Restore OADP Backup of etcd Resources (Optional):

After etcd data is restored, restore etcd-related resources:

bash

# Restore etcd namespace resources
velero restore create etcd-resources-restore \
  --from-backup etcd-resources-backup \
  --include-namespaces openshift-etcd

Important Notes:

•etcd restore is destructive - only use as last resort
•Follow official OpenShift disaster recovery documentation
•Test etcd restore procedure in non-production first
•Ensure all master nodes are processed
•Cluster may be unavailable during etcd restore

Integration with OADP:

•Use OADP for application-level backups
•Use etcd snapshots for control plane disaster recovery
•Combine both for complete cluster recovery capability

Restore Strategies

1. In-Place Restore

Restore to original namespace (requires deletion first)

bash

# Delete namespace
oc delete namespace myapp

# Restore
velero restore create myapp-restore \
  --from-backup myapp-backup \
  --wait

2. Cross-Namespace Restore

Restore to different namespace

bash

# Create target namespace
oc create namespace myapp-dev

# Restore with mapping
velero restore create myapp-clone \
  --from-backup myapp-backup \
  --namespace-mappings myapp:myapp-dev \
  --wait

3. Cross-Cluster Restore

Restore to different cluster

bash

# On target cluster with same BSL configured
velero restore create cross-cluster-restore \
  --from-backup myapp-backup \
  --wait

4. Partial Restore

Restore specific resources

bash

# Restore only PVCs
velero restore create pvc-only-restore \
  --from-backup myapp-backup \
  --include-resources persistentvolumeclaims \
  --wait

Handling Conflicts

Existing Resources

Strategy 1: Delete first

bash

oc delete namespace myapp
velero restore create --from-backup myapp-backup

Strategy 2: Update existing

bash

velero restore create myapp-restore \
  --from-backup myapp-backup \
  --existing-resource-policy=update

Strategy 3: Skip existing

bash

# Default behavior - skip existing resources
velero restore create --from-backup myapp-backup

PVC Binding Issues

bash

# Map storage classes
velero restore create myapp-restore \
  --from-backup myapp-backup \
  --storage-class-mappings old-sc:new-sc

Restore with Hooks

Post-Restore Hooks

yaml

apiVersion: velero.io/v1
kind: Restore
metadata:
  name: db-restore-with-hooks
  namespace: openshift-adp
spec:
  backupName: database-backup
  hooks:
    resources:
      - name: db-post-restore
        includedNamespaces:
          - database
        labelSelector:
          matchLabels:
            app: postgres
        postHooks:
          - exec:
              container: postgres
              command:
                - /bin/bash
                - -c
                - |
                  # Wait for DB ready
                  until pg_isready; do sleep 1; done
                  # Run migrations
                  psql -U postgres -d mydb -f /migrations/latest.sql
              execTimeout: 5m
              waitTimeout: 10m

Monitoring Restore

Real-time Monitoring

bash

# Watch restore status
watch "oc get restore myapp-restore -n openshift-adp"

# Stream logs
velero restore logs myapp-restore -f

# Detailed status
velero restore describe myapp-restore --details

Checking Progress

bash

# Get restore status
velero restore get

# Check resource creation
oc get all -n myapp --watch

# Check PVC binding
oc get pvc -n myapp --watch

# Check pod status
oc get pods -n myapp --watch

Verification

Post-Restore Checklist

bash

# 1. Check restore completed
velero restore describe myapp-restore | grep "Phase:"

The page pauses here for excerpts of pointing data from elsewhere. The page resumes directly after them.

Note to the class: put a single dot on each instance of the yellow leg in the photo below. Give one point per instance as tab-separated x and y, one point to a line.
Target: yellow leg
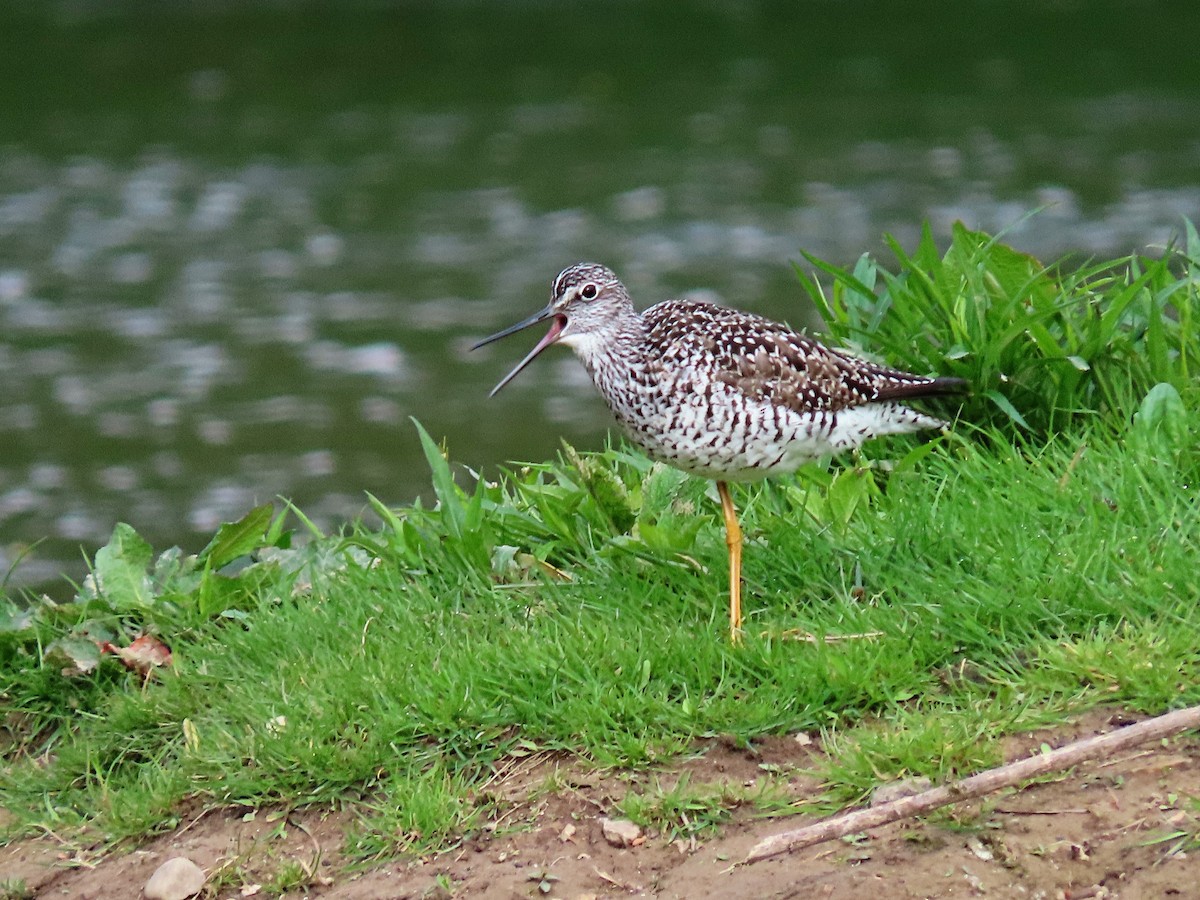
733	540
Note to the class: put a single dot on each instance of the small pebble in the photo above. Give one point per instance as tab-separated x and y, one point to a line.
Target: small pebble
174	880
619	832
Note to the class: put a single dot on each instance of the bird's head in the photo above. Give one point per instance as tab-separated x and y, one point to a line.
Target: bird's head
583	299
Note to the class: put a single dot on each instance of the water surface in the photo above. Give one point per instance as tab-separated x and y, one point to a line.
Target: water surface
240	245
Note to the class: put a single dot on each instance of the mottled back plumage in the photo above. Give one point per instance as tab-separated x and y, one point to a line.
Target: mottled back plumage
723	393
720	393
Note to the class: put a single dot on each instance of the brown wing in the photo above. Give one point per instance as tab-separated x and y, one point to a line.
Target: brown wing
767	360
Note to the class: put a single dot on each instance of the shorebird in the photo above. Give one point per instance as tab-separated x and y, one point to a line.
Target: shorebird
723	394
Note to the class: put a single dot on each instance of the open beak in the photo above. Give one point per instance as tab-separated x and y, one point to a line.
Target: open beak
556	329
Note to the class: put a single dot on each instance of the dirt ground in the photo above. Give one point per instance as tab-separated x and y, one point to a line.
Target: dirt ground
1096	832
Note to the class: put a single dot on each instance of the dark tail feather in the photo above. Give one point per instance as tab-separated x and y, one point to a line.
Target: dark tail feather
933	388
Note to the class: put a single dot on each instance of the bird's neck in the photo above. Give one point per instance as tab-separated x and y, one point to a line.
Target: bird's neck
618	343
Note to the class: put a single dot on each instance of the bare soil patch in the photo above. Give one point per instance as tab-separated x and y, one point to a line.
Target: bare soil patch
1089	833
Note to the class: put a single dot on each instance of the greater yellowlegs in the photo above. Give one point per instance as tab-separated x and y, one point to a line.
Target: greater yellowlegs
720	393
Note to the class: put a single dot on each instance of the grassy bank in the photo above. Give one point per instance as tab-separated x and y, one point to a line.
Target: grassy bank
1041	558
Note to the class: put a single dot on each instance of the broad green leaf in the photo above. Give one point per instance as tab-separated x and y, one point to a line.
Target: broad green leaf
120	569
237	539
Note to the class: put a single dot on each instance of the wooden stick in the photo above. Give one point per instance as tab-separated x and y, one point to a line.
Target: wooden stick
1073	754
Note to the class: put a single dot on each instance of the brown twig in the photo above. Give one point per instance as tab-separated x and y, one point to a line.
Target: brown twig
1073	754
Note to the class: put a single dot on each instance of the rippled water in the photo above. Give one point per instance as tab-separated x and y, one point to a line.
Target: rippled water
239	250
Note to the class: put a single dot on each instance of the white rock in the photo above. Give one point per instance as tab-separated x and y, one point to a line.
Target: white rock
619	832
174	880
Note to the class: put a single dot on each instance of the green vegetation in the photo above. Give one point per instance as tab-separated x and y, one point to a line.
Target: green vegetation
1039	559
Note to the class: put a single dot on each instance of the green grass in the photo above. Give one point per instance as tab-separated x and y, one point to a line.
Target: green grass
580	606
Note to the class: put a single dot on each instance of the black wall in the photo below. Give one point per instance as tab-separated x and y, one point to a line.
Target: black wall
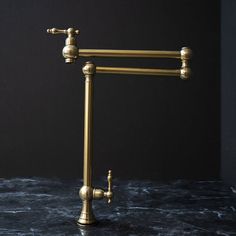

# 2. Verify all pods running
oc get pods -n myapp

# 3. Verify PVCs bound
oc get pvc -n myapp

# 4. Check services
oc get svc -n myapp

# 5. Test application
curl http://myapp-route.example.com

# 6. Verify data integrity
oc exec -n myapp deployment/myapp -- /check-data.sh

Comparing Backup vs Restore

bash

# Resources in backup
velero backup describe myapp-backup --details | \
  grep "Resource List" -A 100

# Resources after restore
oc api-resources --verbs=list --namespaced -o name | \
  xargs -n 1 oc get --show-kind --ignore-not-found -n myapp

Troubleshooting

Restore Stuck

bash

# Check restore logs
velero restore logs myapp-restore

# Check for errors
velero restore describe myapp-restore | grep -i error

# Check Velero logs
oc logs -n openshift-adp deployment/velero

PVCs Not Binding

bash

# Check VolumeSnapshots
oc get volumesnapshots -n myapp

# Check storage class
oc get storageclass

# Describe PVC
oc describe pvc <pvc-name> -n myapp

# Check for events
oc get events -n myapp --sort-by='.lastTimestamp'

Partial Restore

bash

# Check what was restored
velero restore describe myapp-restore --details

# Check for warnings
velero restore logs myapp-restore | grep -i warning

# Check skipped resources
velero restore describe myapp-restore | grep -A 20 "Warnings:"

Best Practices

•Verify backup first: Ensure backup completed successfully
•Plan for conflicts: Know how to handle existing resources
•Test in non-prod: Verify restore works before DR scenario
•Monitor closely: Watch restore progress in real-time
•Verify thoroughly: Check all aspects of restored app
•Document process: Keep runbooks for DR scenarios
•Time estimates: Know how long restores take
•Storage class mapping: Plan for cross-cluster restores
•Network policies: May need updating after restore
•Secrets rotation: Consider rotating secrets after restore

Common Scenarios

Disaster Recovery

bash

#!/bin/bash
# DR restore script

BACKUP_NAME=$1
TARGET_NAMESPACE=$2

echo "Starting DR restore from $BACKUP_NAME to $TARGET_NAMESPACE"

# 1. Verify backup
velero backup get $BACKUP_NAME || exit 1

# 2. Create namespace if needed
oc get namespace $TARGET_NAMESPACE || \
  oc create namespace $TARGET_NAMESPACE

# 3. Create restore
velero restore create dr-restore-$(date +%s) \
  --from-backup $BACKUP_NAME \
  --namespace-mappings source-ns:$TARGET_NAMESPACE \
  --wait || exit 1

# 4. Verify
echo "Verifying restore..."
oc wait --for=condition=ready pod \
  -l app=$APP_LABEL \
  -n $TARGET_NAMESPACE \
  --timeout=10m

echo "DR restore completed successfully"

Application Migration

bash

# Migrate app to new cluster

# On source cluster - create backup
velero backup create app-migration \
  --include-namespaces myapp \
  --wait

# On target cluster - configure same BSL
# Then restore
velero restore create app-migration-restore \
  --from-backup app-migration \
  --wait

# Update DNS/routes to point to new cluster

Next Steps

•Verify application functionality
•Update configurations for new environment
•Test application thoroughly
•Document any manual steps required
•Plan for cleanup of source resources (if migration)
•Schedule regular restore testing